Depending on various factors from audience, to the academic discipline, to the assignment prompt, college writing is different from high school. If you are reading this textbook, you are preparing your mindset to be open to these differences, to use strategies that match your learning styles, and to succeed as a college reader and writer—which will help you thrive in all parts of your life. By viewing college reading and writing with a more open perspective, and viewing your own diverse ways of learning with a more strategic point of view, reading can be for everybody. It just takes a growth mindset, where finding your learning style, negotiating an appropriate level of challenge, and having an open, flexible mindset all come together to help you grow as a reader and writer. To expand just a bit, one of the most fundamental lessons I teach my students about the importance of having a flexible mindset in college is developing the courage to take risks, experiment, and truly grow as readers and writers. We read (and watch) various types of texts, including various TED Talks and other videos. Further, my classes discuss English as a living language that has been debated in Composition Studies for 45 years, with a living document entitled “Students Right to their Own Language.”

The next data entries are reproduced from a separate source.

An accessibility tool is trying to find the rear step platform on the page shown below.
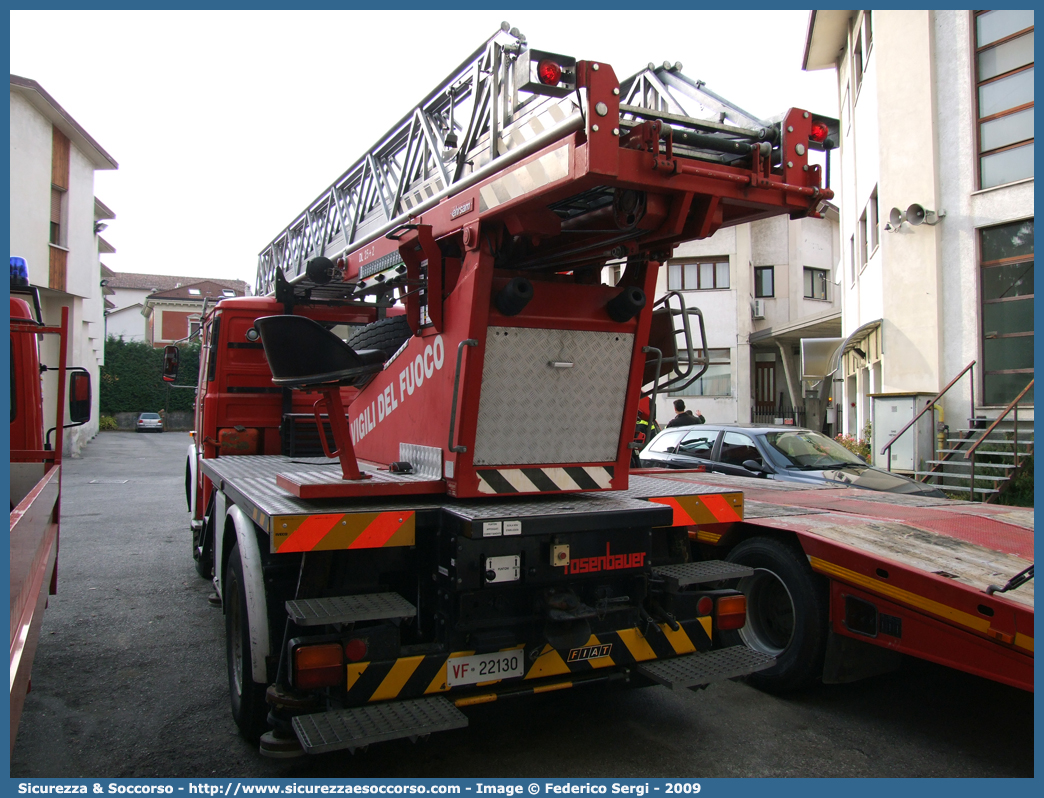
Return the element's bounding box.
[286,593,417,627]
[653,560,754,593]
[637,646,776,690]
[293,696,468,754]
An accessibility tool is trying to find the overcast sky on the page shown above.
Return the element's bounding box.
[10,10,837,287]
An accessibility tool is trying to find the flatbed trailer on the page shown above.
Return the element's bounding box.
[638,471,1034,691]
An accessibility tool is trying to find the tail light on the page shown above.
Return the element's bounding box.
[293,642,345,689]
[714,593,746,631]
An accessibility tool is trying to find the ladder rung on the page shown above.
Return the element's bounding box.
[286,593,417,627]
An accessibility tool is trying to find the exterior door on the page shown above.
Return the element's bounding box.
[754,361,776,416]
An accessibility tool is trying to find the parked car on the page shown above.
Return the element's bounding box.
[138,413,163,432]
[639,424,946,498]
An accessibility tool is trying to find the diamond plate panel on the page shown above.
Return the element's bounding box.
[399,443,443,479]
[286,593,417,627]
[638,646,776,689]
[474,327,634,466]
[293,697,468,754]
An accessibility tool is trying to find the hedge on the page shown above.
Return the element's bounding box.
[98,335,199,416]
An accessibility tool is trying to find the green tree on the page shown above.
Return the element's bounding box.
[99,335,199,415]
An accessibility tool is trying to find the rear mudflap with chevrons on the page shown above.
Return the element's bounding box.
[346,617,711,706]
[475,465,614,495]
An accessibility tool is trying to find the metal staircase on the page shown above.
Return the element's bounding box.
[256,23,797,296]
[882,360,1034,502]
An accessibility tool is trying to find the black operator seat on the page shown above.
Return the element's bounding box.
[254,315,387,389]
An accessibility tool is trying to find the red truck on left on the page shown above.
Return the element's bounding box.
[9,257,91,750]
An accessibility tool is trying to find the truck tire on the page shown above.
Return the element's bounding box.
[348,315,413,357]
[221,544,268,743]
[722,538,829,694]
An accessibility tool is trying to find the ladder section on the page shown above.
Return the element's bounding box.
[256,23,814,296]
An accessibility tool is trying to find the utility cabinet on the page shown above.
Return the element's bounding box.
[870,393,935,472]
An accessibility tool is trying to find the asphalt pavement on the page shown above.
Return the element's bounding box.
[10,432,1034,778]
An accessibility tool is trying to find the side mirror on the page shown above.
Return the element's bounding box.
[69,371,91,424]
[163,344,180,382]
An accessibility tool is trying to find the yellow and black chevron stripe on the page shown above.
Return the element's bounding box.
[475,466,614,494]
[347,617,711,706]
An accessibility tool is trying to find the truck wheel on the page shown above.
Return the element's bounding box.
[348,315,413,357]
[722,538,829,694]
[221,544,268,743]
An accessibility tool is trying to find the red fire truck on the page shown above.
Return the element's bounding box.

In this document authored by the National Council of Teachers of English (NCTE) and the Conference on College Composition and Communication (CCCC), they argue that English is not a fixed language, yet has still been used to uphold fixed standard for achievement tests where naturally those who have continually “failed” come out believing that “reading and writing is not for them.” Once students find out that various Englishes are legitimate and valid in the real world, even in the academic community and within scholarly discourse, their perspectives on English changes. Once students like you know that you are allowed to have your own voice as an academic writer—once you are able to develop a more flexible mindset about “English” through various reading and writing experiences included in this textbook—you will be better prepared to grow as readers and writers.